Following a major pollution incident causing a catastrophic fish kill in the Ballinderry River in Co. Tyrone, the head of the local Rivers Trust has called on farmers to urgently check their equipment to prevent further incidents.
Mark Horton, chief executive of Ballinderry Rivers Trust, a conservation charity that works to protect and improve the river, said:
“To avoid any further slurry incidents on this river, or any river, the Ballinderry Rivers Trust is directly appealing to all farmers to urgently check there is sufficient capacity in their slurry stores and that all above ground slurry tank valves are properly maintained and secure.”
At the end of last month, it was reported that a 400,000-gallon slurry spill on the Clagagn River, a tributary of the Ballinderry River, killed thousands of brown trout, Dollaghan trout, salmon, gudgeon and sticklebacks.
The Ballinderry River is home to one of Northern Ireland’s last remaining populations of the globally endangered freshwater pearl mussel, which can live for over 100 years and relies on trout as part of its life cycle.
The spill impacted 29km (18 miles) of the river, right to where it joins Lough Neagh.
It is not yet clear how the slurry spill happened, and there is an ongoing investigation by the Department of Agriculture, Environment and Rural Affairs’ Water Quality Inspectors and Inland Fisheries Officers.

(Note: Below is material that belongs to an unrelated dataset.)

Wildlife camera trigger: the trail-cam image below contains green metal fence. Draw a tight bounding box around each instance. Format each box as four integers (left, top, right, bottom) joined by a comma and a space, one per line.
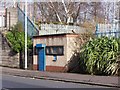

“This slurry spill is a huge setback to the decades of work that both Ballinderry Rivers Trust and local angling clubs have been doing to improve the Ballinderry’s rivers for wildlife and the local community,” Horton added.
“This is a catastrophic pollution incident that happened when water levels were low, so there has been little dilution of the slurry, and it is slow-moving through the river system.
“Unfortunately, that means generations of fish have been wiped out, and it will take many years for the river to recover.”